When I lived briefly in London back in 1990, I roved the city at pretty much all hours of the day and night, and can't recall ever having felt in danger.
Well, except that once.
We tend to think of Classical sculpture as pure, austere: all white surfaces and rippling marble. But, of course, the ancestors knew it as far otherwise: painted with bright colors that strike us today as garish.
(Of course, viewed as the ancestors would have seen them—by flickering firelight or the supple, piercing sunlight of Greece—they don't look garish at all.)
Same with Classical drama. Back in the day, those soaring, searing tragedies were interspersed with comic relief skits known as satyr plays: raucous, bawdy, earthy.
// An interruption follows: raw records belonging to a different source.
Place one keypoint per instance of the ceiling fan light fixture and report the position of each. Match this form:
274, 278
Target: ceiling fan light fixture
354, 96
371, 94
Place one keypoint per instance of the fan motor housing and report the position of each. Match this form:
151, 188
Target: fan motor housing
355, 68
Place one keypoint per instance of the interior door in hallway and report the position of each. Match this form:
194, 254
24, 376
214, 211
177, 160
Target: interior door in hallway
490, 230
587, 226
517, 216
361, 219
(This vision of balanced life tells you something pretty profound about the ancients and, indeed, about the paganisms generally, but let's lay that by for now.)
The tragedies, of course, with their deep human pathos, survived. No one bothered to save any of those throw-away satyr plays, though—hey, they're just comic relief, right?—so for years they were entirely lost to us.
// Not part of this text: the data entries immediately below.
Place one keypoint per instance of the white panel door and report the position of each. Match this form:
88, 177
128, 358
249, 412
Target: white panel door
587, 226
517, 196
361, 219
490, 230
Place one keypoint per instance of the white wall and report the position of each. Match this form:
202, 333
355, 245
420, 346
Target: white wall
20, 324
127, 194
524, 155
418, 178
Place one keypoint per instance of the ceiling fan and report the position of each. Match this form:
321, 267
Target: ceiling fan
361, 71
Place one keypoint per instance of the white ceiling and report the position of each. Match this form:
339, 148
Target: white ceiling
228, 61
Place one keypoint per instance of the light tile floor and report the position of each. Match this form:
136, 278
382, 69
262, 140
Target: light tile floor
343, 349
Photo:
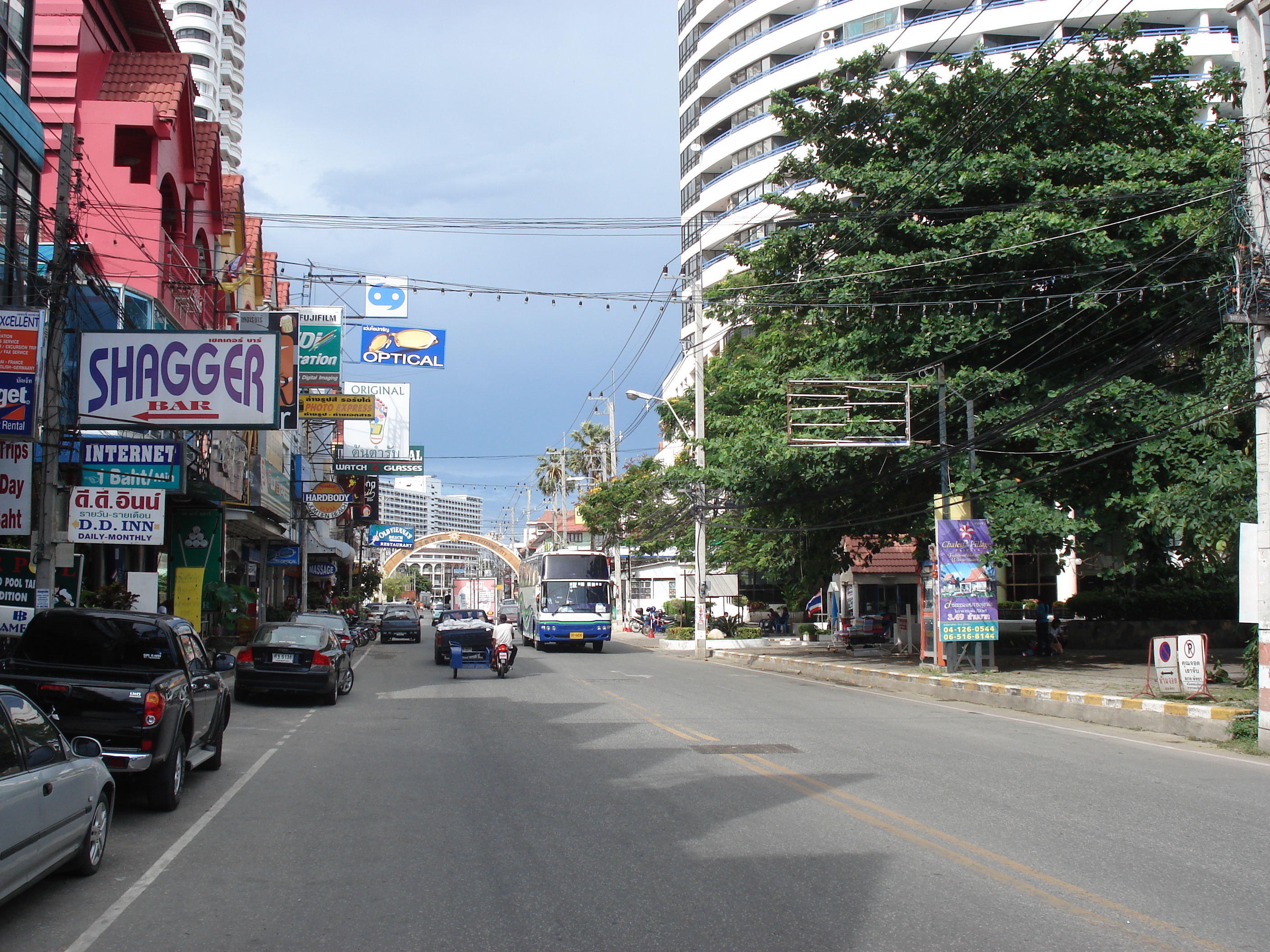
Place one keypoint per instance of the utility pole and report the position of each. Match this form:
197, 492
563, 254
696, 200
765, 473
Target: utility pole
1256, 163
945, 483
699, 432
51, 439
Then, in the 1890s, a couple of British archaeologists named Grenfall and Hunt, digging a rubbish dump outside the ancient city of Oxyrynchus in Egypt, discovered fragments of Sophocles' 5th-century BCE satyr play, The Ichneutae.
British playwright Tony Harrison's 1988 The Trackers of Oxyrynchus melded the reconstructed satyr play itself with the story of Grenfall and Hunt's archaeological expedition. Though the play itself is a brilliant achievement, its stars are (of course) the satyrs, who athletically clog-dance their way through it more-or-less naked, with cute-grotesque snub-nosed satyr masks, big bouncing phalli (fake) and rippling, muscular butts (real).
Luckily for me, who had always wanted to see it, the show was remounted in 1990 at the Royal National Theatre.
That's how I came to be wandering South Bank that evening.